Considering religious exemptions is more difficult than considering medical exemptions because proving a sincerely held belief “means you have to try and figure out what’s in my heart,” Moran said. It’s “not an easy decision” for an employer, Moran said.
The process involves fact finding that “can be time consuming and complicated,” Moran said, so it makes sense that New York and Maine would try to avoid it. It also opens the door to future litigation if an employee challenges their employer’s decision.
Employers ask questions like “can you in your own words describe why you object to vaccines” and look at vaccination history and documentation from religious leaders, Wiley said.
Up to Supreme Court
“We have a Supreme Court that has telegraphed that it is more interested in protecting religious rights than the court may have been in the past,” Abramson said.
If the justices ruled in favor of religious exemptions, it could effect six states that have no religious exemptions for school vaccine requirements.
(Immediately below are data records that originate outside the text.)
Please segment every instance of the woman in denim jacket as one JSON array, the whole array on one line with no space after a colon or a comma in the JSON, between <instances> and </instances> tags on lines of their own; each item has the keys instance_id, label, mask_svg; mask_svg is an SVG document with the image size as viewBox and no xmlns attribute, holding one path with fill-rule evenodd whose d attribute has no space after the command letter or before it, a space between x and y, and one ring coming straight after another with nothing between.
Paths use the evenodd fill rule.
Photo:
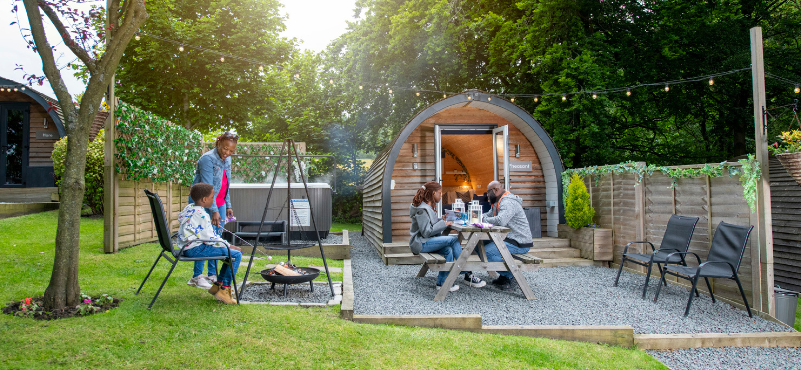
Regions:
<instances>
[{"instance_id":1,"label":"woman in denim jacket","mask_svg":"<svg viewBox=\"0 0 801 370\"><path fill-rule=\"evenodd\" d=\"M195 179L192 181L192 185L206 183L214 187L214 203L211 207L206 208L206 212L211 219L215 233L219 236L223 235L225 219L234 216L228 189L231 187L231 155L236 151L239 139L239 136L230 132L217 136L215 148L207 151L198 159ZM189 203L194 203L190 198ZM195 262L192 279L187 284L191 287L208 289L216 280L217 261L207 261L207 275L203 275L203 261Z\"/></svg>"}]
</instances>

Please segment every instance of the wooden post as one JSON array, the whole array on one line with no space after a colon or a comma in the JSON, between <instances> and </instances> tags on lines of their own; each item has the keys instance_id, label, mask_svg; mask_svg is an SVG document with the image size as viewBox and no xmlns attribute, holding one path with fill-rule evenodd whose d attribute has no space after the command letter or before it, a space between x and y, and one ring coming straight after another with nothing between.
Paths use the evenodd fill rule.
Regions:
<instances>
[{"instance_id":1,"label":"wooden post","mask_svg":"<svg viewBox=\"0 0 801 370\"><path fill-rule=\"evenodd\" d=\"M762 27L751 29L751 84L754 89L754 141L756 159L762 169L757 184L756 243L751 243L753 307L775 316L773 292L773 219L771 215L771 172L768 167L767 137L765 132L765 64L763 57ZM752 239L753 240L753 239Z\"/></svg>"},{"instance_id":2,"label":"wooden post","mask_svg":"<svg viewBox=\"0 0 801 370\"><path fill-rule=\"evenodd\" d=\"M111 9L111 0L107 0L106 9ZM106 29L109 29L111 15L106 16ZM108 43L108 39L106 39ZM108 95L106 103L108 105L108 118L106 119L106 127L103 139L106 145L103 147L103 251L115 253L119 250L117 238L117 182L114 173L114 139L115 118L114 110L117 108L117 99L114 96L115 76L111 75L111 82L108 86Z\"/></svg>"}]
</instances>

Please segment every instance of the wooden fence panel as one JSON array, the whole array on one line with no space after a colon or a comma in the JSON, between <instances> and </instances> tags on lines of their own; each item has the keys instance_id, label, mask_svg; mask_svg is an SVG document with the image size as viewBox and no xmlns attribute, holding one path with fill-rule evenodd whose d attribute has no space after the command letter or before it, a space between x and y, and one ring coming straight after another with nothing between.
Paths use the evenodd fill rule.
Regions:
<instances>
[{"instance_id":1,"label":"wooden fence panel","mask_svg":"<svg viewBox=\"0 0 801 370\"><path fill-rule=\"evenodd\" d=\"M734 165L739 166L737 163ZM682 167L688 167L696 166ZM677 181L673 189L670 188L671 179L661 172L645 175L638 185L635 175L627 173L606 174L600 179L588 176L585 182L588 186L592 205L595 207L595 223L602 227L613 229L614 264L620 263L623 249L629 242L644 239L658 248L668 220L673 214L698 217L689 250L698 253L702 261L706 260L712 235L720 221L738 225L757 225L756 214L751 213L743 198L739 176L730 177L724 175L715 178L682 178ZM797 196L801 197L801 191ZM642 203L638 204L638 202ZM799 224L794 227L801 227L801 217L799 218ZM740 265L739 277L749 304L751 304L752 308L763 311L763 308L768 307L767 302L763 300L755 303L753 297L765 300L767 295L755 295L754 289L766 289L766 287L772 286L772 284L767 281L752 282L754 268L759 267L751 266L751 246L752 243L757 243L754 235L752 233L747 244ZM801 238L797 242L801 244ZM646 245L639 246L637 250L646 251L645 248L650 250L650 247ZM691 266L698 264L694 258L689 257L687 260ZM759 263L756 261L754 264L759 265ZM627 267L645 271L643 267L635 264ZM658 271L655 268L652 274L658 277ZM761 276L764 280L763 275L755 275ZM670 279L672 282L676 280L676 278ZM678 280L679 284L686 284L686 280ZM706 287L702 284L698 284L698 289L703 292L707 292ZM716 296L738 304L743 302L734 281L714 280L712 289Z\"/></svg>"}]
</instances>

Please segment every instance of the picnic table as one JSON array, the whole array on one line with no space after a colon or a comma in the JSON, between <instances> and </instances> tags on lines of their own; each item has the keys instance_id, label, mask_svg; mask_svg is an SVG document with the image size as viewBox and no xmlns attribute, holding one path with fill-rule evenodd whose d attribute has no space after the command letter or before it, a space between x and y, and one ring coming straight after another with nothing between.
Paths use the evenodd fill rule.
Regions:
<instances>
[{"instance_id":1,"label":"picnic table","mask_svg":"<svg viewBox=\"0 0 801 370\"><path fill-rule=\"evenodd\" d=\"M458 233L459 243L467 240L467 245L462 248L461 255L453 262L446 262L445 257L436 253L420 253L420 256L424 259L423 266L417 272L418 277L425 275L429 271L449 271L448 278L442 284L442 288L434 296L434 300L442 300L448 296L450 288L456 283L459 272L462 271L489 271L490 276L495 276L497 271L508 271L512 273L512 276L517 282L523 296L526 300L536 300L537 297L531 292L531 288L523 277L522 271L534 271L539 268L542 259L535 257L528 253L513 255L506 248L504 239L512 230L509 227L493 226L492 227L477 227L473 225L450 225L447 229L447 233L451 231ZM503 262L487 262L487 254L484 250L484 244L478 243L479 240L491 240L497 246L503 257ZM470 256L476 248L478 248L478 259L475 260ZM473 260L471 260L473 259Z\"/></svg>"}]
</instances>

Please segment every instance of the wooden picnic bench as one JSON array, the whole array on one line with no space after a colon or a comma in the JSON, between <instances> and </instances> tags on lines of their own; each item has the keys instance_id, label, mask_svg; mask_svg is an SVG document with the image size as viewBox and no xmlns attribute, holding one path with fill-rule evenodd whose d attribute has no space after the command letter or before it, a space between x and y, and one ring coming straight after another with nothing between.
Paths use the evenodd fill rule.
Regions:
<instances>
[{"instance_id":1,"label":"wooden picnic bench","mask_svg":"<svg viewBox=\"0 0 801 370\"><path fill-rule=\"evenodd\" d=\"M448 278L442 284L442 288L434 296L434 300L442 300L448 296L450 288L456 283L459 272L462 271L486 271L490 276L496 276L497 271L508 271L512 273L514 280L517 282L523 296L527 300L536 300L537 297L531 292L531 288L523 277L522 271L534 271L539 268L542 259L535 257L529 253L513 255L506 248L506 243L503 242L506 235L511 231L509 227L495 226L493 227L477 227L472 225L451 225L448 229L448 234L452 231L458 232L459 243L467 240L467 245L462 248L461 255L453 262L447 262L441 255L437 253L420 253L420 257L423 259L423 266L417 272L417 277L425 275L425 273L431 270L433 271L449 271ZM487 254L484 250L484 245L478 243L480 240L491 240L497 246L501 251L502 262L487 262ZM478 255L473 255L473 251L478 248Z\"/></svg>"}]
</instances>

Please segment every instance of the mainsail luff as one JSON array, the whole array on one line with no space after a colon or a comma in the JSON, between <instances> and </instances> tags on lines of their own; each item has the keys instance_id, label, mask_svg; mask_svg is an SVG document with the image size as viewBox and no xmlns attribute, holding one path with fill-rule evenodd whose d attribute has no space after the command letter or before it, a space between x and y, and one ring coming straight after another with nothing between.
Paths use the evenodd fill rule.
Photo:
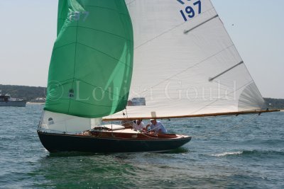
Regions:
<instances>
[{"instance_id":1,"label":"mainsail luff","mask_svg":"<svg viewBox=\"0 0 284 189\"><path fill-rule=\"evenodd\" d=\"M126 1L135 45L129 105L105 120L266 108L209 0Z\"/></svg>"}]
</instances>

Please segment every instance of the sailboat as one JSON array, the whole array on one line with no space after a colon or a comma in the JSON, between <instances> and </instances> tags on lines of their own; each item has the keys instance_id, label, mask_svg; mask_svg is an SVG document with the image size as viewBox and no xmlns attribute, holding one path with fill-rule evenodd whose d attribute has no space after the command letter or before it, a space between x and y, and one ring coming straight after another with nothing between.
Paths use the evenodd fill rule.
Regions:
<instances>
[{"instance_id":1,"label":"sailboat","mask_svg":"<svg viewBox=\"0 0 284 189\"><path fill-rule=\"evenodd\" d=\"M59 0L49 151L165 151L191 137L133 120L271 111L209 0Z\"/></svg>"}]
</instances>

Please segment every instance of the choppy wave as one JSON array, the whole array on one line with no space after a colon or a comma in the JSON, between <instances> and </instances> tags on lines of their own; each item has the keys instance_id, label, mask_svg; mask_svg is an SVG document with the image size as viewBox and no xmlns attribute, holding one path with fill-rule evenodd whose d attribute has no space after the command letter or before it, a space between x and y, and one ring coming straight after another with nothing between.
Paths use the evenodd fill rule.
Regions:
<instances>
[{"instance_id":1,"label":"choppy wave","mask_svg":"<svg viewBox=\"0 0 284 189\"><path fill-rule=\"evenodd\" d=\"M220 157L220 156L231 156L231 155L240 155L241 154L243 154L242 151L230 151L230 152L226 151L226 152L223 152L223 153L220 153L220 154L212 154L211 156Z\"/></svg>"}]
</instances>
The impact of a shift in precedent would likely be narrow for health-care workers, who are subject to vaccination requirements without religious exemptions in medical school because they fall outside of the purview of Title VII protection, Abramson said.
There are “very creative tools that states can use to limit the damage” that would come from the court if it decided not to act in the interest of public health, Gostin said. “What states can do and should consider doing is giving extraordinarily narrow religious exemptions,” which would still be legal, but increase scrutiny for employees trying to get out of a shot.